Jo Vearey is a Professor and the Director of the African Centre for Migration & Society, University of the Witwatersrand. She holds an Honorary Fellowship with the School of Social and Political Science at the University of Edinburgh, and a Senior Fellowship at the Centre for Peace, Development and Democracy at the University of Massachusetts, Boston. In 2015, Jo was awarded a Humanities and Social Science Wellcome Trust Investigator Award. Jo holds a MSc in the Control of Infectious Diseases (LSHTM, 2003), a PhD in Public Health (Wits, 2010), and has been rated by the National Research Foundation as a Young Researcher. In 2014 and 2015, Jo received a Friedel Sellschop Award from the University of the Witwatersrand for outstanding young researchers. She was a Marie Curie Research Fellow in 2013, at the UNESCO Chair on Social and Spatial Inclusion of Migrants, University of Venice (SSIM-IUAV), Venice, Italy.
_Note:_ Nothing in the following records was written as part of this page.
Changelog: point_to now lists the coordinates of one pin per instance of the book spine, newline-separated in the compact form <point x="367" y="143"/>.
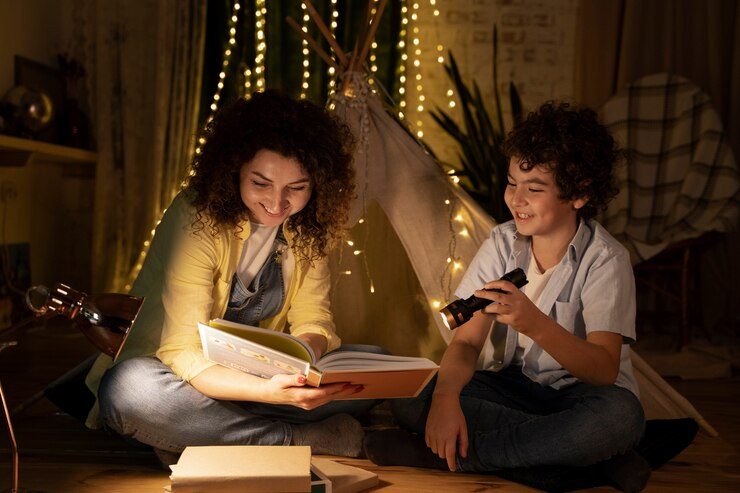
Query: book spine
<point x="313" y="376"/>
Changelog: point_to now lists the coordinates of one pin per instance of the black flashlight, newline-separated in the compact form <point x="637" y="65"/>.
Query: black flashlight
<point x="460" y="311"/>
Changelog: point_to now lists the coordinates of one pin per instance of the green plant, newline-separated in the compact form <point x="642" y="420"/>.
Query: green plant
<point x="483" y="166"/>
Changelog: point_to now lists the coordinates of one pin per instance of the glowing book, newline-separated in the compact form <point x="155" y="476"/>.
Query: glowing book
<point x="265" y="353"/>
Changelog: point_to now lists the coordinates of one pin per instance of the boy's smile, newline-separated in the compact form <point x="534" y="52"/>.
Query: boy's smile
<point x="534" y="200"/>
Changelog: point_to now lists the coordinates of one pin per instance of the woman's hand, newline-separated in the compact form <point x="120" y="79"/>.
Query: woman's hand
<point x="446" y="430"/>
<point x="292" y="390"/>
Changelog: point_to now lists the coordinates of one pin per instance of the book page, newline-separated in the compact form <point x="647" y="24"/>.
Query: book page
<point x="358" y="360"/>
<point x="241" y="354"/>
<point x="280" y="341"/>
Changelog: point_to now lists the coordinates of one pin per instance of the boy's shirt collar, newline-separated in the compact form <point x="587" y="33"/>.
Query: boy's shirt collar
<point x="575" y="250"/>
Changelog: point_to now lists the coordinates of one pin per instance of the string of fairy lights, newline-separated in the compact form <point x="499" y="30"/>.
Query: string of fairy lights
<point x="410" y="86"/>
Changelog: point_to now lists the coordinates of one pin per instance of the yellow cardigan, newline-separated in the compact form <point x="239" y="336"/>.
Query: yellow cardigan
<point x="186" y="279"/>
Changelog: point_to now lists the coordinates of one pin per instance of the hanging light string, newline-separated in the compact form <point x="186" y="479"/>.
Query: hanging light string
<point x="402" y="35"/>
<point x="260" y="41"/>
<point x="415" y="50"/>
<point x="306" y="62"/>
<point x="373" y="56"/>
<point x="439" y="50"/>
<point x="331" y="71"/>
<point x="215" y="101"/>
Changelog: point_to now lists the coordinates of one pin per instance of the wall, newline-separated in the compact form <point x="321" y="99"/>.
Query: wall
<point x="45" y="212"/>
<point x="536" y="50"/>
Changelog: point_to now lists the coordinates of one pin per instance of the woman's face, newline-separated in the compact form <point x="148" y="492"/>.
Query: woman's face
<point x="273" y="187"/>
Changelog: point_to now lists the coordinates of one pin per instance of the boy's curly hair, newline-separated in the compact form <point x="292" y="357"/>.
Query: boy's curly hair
<point x="575" y="146"/>
<point x="301" y="130"/>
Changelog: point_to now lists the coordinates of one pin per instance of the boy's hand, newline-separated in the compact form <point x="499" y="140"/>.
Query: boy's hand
<point x="512" y="307"/>
<point x="446" y="430"/>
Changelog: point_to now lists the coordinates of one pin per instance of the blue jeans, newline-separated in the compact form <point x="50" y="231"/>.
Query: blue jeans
<point x="142" y="399"/>
<point x="515" y="422"/>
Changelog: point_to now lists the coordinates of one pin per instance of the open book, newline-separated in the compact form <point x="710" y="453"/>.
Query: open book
<point x="265" y="353"/>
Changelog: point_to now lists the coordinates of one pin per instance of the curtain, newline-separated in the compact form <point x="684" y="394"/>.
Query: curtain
<point x="620" y="41"/>
<point x="145" y="60"/>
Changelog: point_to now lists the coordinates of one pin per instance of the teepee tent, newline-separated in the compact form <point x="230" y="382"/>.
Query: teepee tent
<point x="413" y="232"/>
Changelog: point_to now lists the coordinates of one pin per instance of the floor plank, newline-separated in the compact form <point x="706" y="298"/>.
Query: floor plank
<point x="59" y="455"/>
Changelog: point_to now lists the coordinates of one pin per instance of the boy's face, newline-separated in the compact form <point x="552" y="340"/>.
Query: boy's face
<point x="534" y="200"/>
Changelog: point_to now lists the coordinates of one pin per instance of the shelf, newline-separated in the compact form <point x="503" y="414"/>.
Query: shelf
<point x="15" y="151"/>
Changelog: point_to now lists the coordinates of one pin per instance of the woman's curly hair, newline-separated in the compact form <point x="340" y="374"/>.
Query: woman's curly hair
<point x="300" y="130"/>
<point x="570" y="142"/>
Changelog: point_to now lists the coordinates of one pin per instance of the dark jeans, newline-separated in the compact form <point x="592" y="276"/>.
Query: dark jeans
<point x="515" y="422"/>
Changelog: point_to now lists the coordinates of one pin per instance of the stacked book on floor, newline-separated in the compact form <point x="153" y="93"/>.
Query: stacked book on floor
<point x="264" y="469"/>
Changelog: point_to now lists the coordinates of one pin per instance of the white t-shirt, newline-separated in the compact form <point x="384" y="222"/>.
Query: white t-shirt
<point x="257" y="248"/>
<point x="533" y="289"/>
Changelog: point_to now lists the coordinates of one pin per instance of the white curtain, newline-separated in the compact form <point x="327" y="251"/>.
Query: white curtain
<point x="620" y="41"/>
<point x="145" y="60"/>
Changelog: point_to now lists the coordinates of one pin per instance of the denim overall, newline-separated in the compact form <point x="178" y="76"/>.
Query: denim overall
<point x="266" y="293"/>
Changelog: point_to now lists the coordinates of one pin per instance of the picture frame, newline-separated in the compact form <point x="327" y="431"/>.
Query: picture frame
<point x="49" y="80"/>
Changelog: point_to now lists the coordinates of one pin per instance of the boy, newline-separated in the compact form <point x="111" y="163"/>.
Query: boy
<point x="558" y="388"/>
With a commitment to social justice and the development of pro-poor policy responses, Jo’s research explores international, regional, national and local responses to migration, health, and urban vulnerabilities. Her research interests focus on urban health, public health, migration and health, the social determinants of health, HIV, informal settlements and sex work. Jo is particularly interested in knowledge production, dissemination and utilisation including the use of visual and arts-based methodologies.

Jo has a range of international collaborations, including an ESRC-NRF funded project with the University of Edinburgh, a WOTRO funded project with the VU University, Amsterdam on migration and sex work, and partnerships with the University of Massachusetts Boston and the London School of Hygiene and Tropical Medicine‘s Faculty of Public Health and Policy and Gender, Violence and Health Unit.